Research to fill the evidence gap
Scientists are exploring the effects of a range of farm practices on soil carbon stocks, across New Zealand's varied climate zones, soil types, topographies and land uses. Scientists are looking at both temporal variations, as long-term data are particularly important, and spatial variations, as soil carbon stocks can vary significantly even across a single paddock.
Recent and ongoing research is looking at:
- The potential of greater plant diversity in swards for generally increasing soil carbon and for reducing losses during pasture renewal or production of supplemental feed.
- Growing deep-rooted lucerne under irrigated and unirrigated conditions, including the influence of different grazing regimes.
- Optimising production of supplemental feed to avoid carbon losses during crop establishment and return to pasture. This research also aims to identify soil carbon gains when carbon in supplemental feed is imported into the paddock or farm.
- How integration of space-planted trees of different species affects soil carbon stocks in pasture systems.
Whether regenerative agriculture could increase soil carbon (small-scale pilot study at this stage).
- Whether full inversion tillage during pasture renewal can bury and stabilise topsoil carbon lower in the soil profile, while carbon is rebuilt at the surface.
- Using measurements and models to investigate how irrigation of grazed pastures influences soil carbon under different soil and climatic conditions across New Zealand.
- Whether a higher water table below farmed peat soils decreases soil carbon losses by increasing the anaerobic zone.

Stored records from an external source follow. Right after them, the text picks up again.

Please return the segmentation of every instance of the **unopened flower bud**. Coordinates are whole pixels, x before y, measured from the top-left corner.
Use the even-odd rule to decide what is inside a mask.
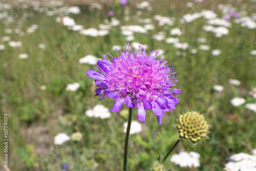
[[[209,125],[204,116],[196,111],[187,112],[180,115],[178,120],[177,128],[180,138],[189,139],[197,143],[207,137]]]

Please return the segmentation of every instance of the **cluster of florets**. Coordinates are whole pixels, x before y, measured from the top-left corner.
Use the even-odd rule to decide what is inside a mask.
[[[180,89],[172,89],[175,85],[176,72],[166,60],[157,60],[159,52],[155,50],[147,55],[139,47],[139,52],[120,52],[121,55],[112,57],[110,60],[105,55],[104,59],[98,60],[97,69],[99,72],[89,70],[87,75],[95,79],[96,95],[106,96],[115,99],[114,108],[110,111],[119,112],[123,103],[130,108],[138,109],[140,121],[146,119],[146,109],[152,109],[159,124],[162,123],[165,112],[175,109],[179,99],[171,95],[177,95]],[[99,68],[98,68],[98,67]]]
[[[201,139],[208,137],[209,125],[204,116],[196,111],[187,112],[180,115],[177,128],[179,129],[180,138],[189,139],[197,143]]]

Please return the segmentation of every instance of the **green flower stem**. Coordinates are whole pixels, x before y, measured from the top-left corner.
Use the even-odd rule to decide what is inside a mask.
[[[174,144],[174,146],[173,146],[173,147],[170,149],[169,152],[168,152],[168,153],[166,154],[165,156],[164,156],[163,161],[162,161],[162,163],[163,163],[165,161],[165,160],[166,160],[167,158],[168,157],[168,156],[170,155],[170,153],[172,153],[173,150],[174,149],[174,148],[175,148],[175,147],[179,143],[179,142],[180,142],[181,140],[181,138],[179,138],[178,140],[177,140],[176,142],[175,143],[175,144]]]
[[[129,108],[129,116],[128,117],[128,123],[127,124],[126,134],[125,135],[125,142],[124,142],[124,154],[123,156],[123,171],[126,170],[127,156],[128,154],[128,143],[129,142],[130,131],[132,123],[132,116],[133,116],[133,109]]]

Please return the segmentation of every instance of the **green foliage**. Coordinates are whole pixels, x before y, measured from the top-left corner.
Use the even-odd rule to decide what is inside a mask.
[[[178,113],[186,109],[191,111],[196,108],[200,113],[207,113],[207,122],[212,125],[210,139],[202,141],[202,144],[196,147],[187,141],[181,141],[172,153],[182,150],[199,153],[201,166],[196,170],[222,170],[227,157],[234,153],[249,153],[251,146],[256,147],[253,146],[256,141],[255,113],[244,106],[233,108],[230,103],[230,100],[236,96],[245,98],[247,103],[255,102],[247,93],[256,87],[256,58],[250,54],[250,51],[243,50],[248,41],[252,41],[255,49],[255,30],[232,23],[228,35],[216,38],[212,33],[202,30],[202,26],[207,24],[204,19],[198,18],[184,25],[178,23],[184,14],[200,12],[203,9],[209,10],[211,7],[217,9],[221,3],[221,1],[210,1],[199,11],[194,11],[182,1],[150,1],[153,11],[148,11],[139,9],[130,2],[131,20],[128,21],[124,21],[123,7],[116,4],[104,4],[100,10],[90,9],[89,5],[81,4],[81,14],[71,15],[77,24],[87,29],[97,28],[104,19],[109,19],[106,13],[112,10],[116,13],[114,17],[122,25],[143,26],[138,22],[139,17],[152,18],[155,30],[146,34],[135,33],[134,41],[147,45],[147,52],[153,49],[164,50],[165,59],[177,72],[179,82],[175,88],[182,90],[178,96],[180,102],[176,110],[165,113],[161,125],[151,110],[147,110],[146,121],[140,122],[142,132],[130,136],[130,170],[149,170],[159,155],[163,156],[166,153],[179,137],[173,126],[176,123]],[[241,3],[247,3],[249,10],[251,3],[242,1]],[[170,8],[173,5],[176,6],[175,9]],[[94,81],[86,74],[94,66],[78,62],[80,58],[88,54],[101,59],[101,56],[108,52],[116,55],[112,47],[122,47],[126,42],[120,27],[112,27],[110,33],[103,37],[84,36],[57,23],[58,15],[46,16],[45,13],[34,11],[31,7],[26,10],[28,15],[32,13],[33,16],[24,20],[20,16],[8,25],[2,20],[0,22],[1,37],[8,36],[13,40],[23,42],[23,46],[17,48],[9,47],[7,42],[0,42],[5,46],[5,50],[0,50],[0,109],[2,113],[8,112],[11,118],[10,169],[59,170],[63,163],[68,163],[70,170],[120,170],[126,112],[112,113],[110,118],[104,120],[84,115],[87,110],[98,104],[111,109],[114,100],[105,98],[98,101],[99,97],[94,96]],[[138,11],[142,11],[139,17],[136,15]],[[249,14],[252,12],[248,11]],[[222,17],[220,11],[217,10],[216,12],[219,17]],[[174,17],[176,24],[158,26],[152,18],[153,14]],[[22,20],[19,25],[18,21]],[[34,24],[38,25],[38,29],[31,34],[27,33],[27,29]],[[207,39],[205,44],[209,46],[210,50],[219,49],[222,53],[214,56],[210,50],[198,50],[197,53],[191,54],[190,49],[178,50],[164,40],[152,38],[153,34],[163,30],[166,31],[166,37],[173,37],[169,30],[177,27],[183,33],[179,38],[180,41],[188,42],[191,49],[197,49],[201,45],[197,41],[198,38],[205,37]],[[25,32],[24,36],[15,33],[18,28]],[[13,32],[6,33],[5,30],[8,28]],[[37,47],[41,43],[46,46],[45,50]],[[176,56],[178,51],[186,53],[186,56]],[[18,55],[21,53],[28,53],[29,58],[19,59]],[[230,87],[229,78],[237,79],[242,83],[238,87]],[[67,85],[74,82],[79,83],[80,88],[76,92],[67,92]],[[223,86],[223,92],[212,90],[215,84]],[[46,90],[41,90],[41,86],[46,86]],[[124,105],[122,109],[127,108]],[[133,119],[137,120],[135,110]],[[41,127],[43,130],[39,131]],[[65,132],[70,136],[76,132],[83,135],[80,142],[70,141],[59,146],[54,145],[54,137],[57,133]],[[36,148],[46,153],[37,153]],[[169,170],[189,170],[167,161],[164,165]]]

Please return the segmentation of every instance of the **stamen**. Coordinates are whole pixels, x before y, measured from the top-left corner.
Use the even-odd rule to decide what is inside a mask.
[[[109,53],[108,53],[108,54],[109,55],[110,55],[110,56],[111,56],[111,57],[112,57],[112,58],[114,58],[114,57],[113,57],[113,56],[112,56],[112,55],[111,55],[109,52]]]

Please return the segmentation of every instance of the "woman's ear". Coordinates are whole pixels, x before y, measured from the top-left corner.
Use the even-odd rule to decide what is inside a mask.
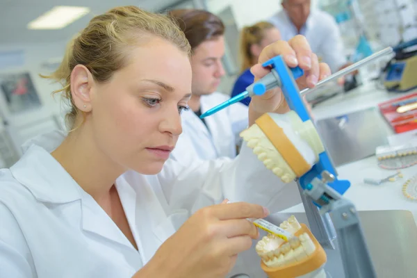
[[[76,65],[71,72],[71,95],[75,106],[81,111],[91,111],[92,88],[94,79],[83,65]]]

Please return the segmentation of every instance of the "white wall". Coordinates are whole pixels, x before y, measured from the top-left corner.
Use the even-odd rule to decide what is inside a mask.
[[[312,0],[313,8],[318,0]],[[208,0],[208,10],[217,13],[230,6],[239,28],[265,20],[281,10],[281,0]]]
[[[50,58],[62,57],[65,44],[66,42],[62,42],[0,47],[0,51],[22,50],[24,54],[23,65],[1,69],[0,75],[29,72],[42,104],[39,108],[13,114],[8,109],[4,96],[2,93],[0,94],[0,111],[10,124],[7,129],[8,132],[12,136],[16,146],[19,146],[27,139],[40,133],[57,128],[58,126],[52,116],[58,115],[63,118],[62,116],[65,113],[65,108],[62,105],[60,97],[56,96],[54,99],[51,95],[53,90],[60,88],[59,84],[51,83],[50,81],[42,79],[38,74],[50,73],[47,69],[42,67],[42,64]],[[61,122],[61,124],[63,122]],[[4,126],[0,126],[0,131],[3,128]]]

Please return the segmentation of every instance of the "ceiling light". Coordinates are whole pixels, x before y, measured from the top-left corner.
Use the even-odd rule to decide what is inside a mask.
[[[28,24],[29,29],[60,29],[90,13],[87,7],[57,6]]]

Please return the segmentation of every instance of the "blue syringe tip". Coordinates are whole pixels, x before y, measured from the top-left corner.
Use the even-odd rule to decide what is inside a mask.
[[[235,104],[238,101],[241,101],[243,99],[245,99],[248,96],[249,96],[249,92],[247,92],[247,91],[241,92],[239,95],[238,95],[237,96],[232,97],[231,99],[227,100],[227,101],[224,101],[222,104],[220,104],[218,105],[217,106],[208,110],[207,112],[203,113],[200,116],[200,119],[202,119],[204,117],[206,117],[211,115],[213,115],[213,114],[215,113],[216,112],[218,112],[220,110],[224,109],[226,107],[227,107],[233,104]]]

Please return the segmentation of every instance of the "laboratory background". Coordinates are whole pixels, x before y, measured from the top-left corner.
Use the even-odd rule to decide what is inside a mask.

- Identifying which soils have the greatest potential to stabilise soil carbon (at national to farm scales) so that the most promising practices for increasing soil carbon can be targeted to those soils.
See Potential actions for more information. You can also read this New Zealand Geographic article on regenerative agriculture for a helpful summary on its potential impact on soil and the science that is underway to understand the interplay with soil carbon.
Measurement is key
Complementing these research programmes is a new long-term national soil carbon study conducted at 500 locations around New Zealand, which will benchmark soil carbon stocks in different land uses and then monitor how those stocks are changing with time. Initial data will provide a national-scale picture of how much soil carbon is currently stored and, later, whether those stocks are increasing or decreasing.

To accurately measure soil carbon, precise sampling methods must be followed.
Some farmers may wish to benchmark or monitor soil carbon stocks on their own property. However, the process for robust measurements can be difficult and expensive depending on farmers’ precise objectives. If you're contemplating on-farm measurement, see the Measuring soil carbon page.
Researching, benchmarking and monitoring in New Zealand are critical, because the factors affecting farmers' ability to maintain or increase soil carbon stocks in this country are unusual. Not only are our climate, soils and topography like few other places on earth, but our soils already hold comparatively high stocks of carbon (see the Soil carbon page for more information).
From this high starting point, it's much harder to increase soil carbon stocks than it is in some other parts of the world. Actions that might be succeeding elsewhere, won't necessarily work here.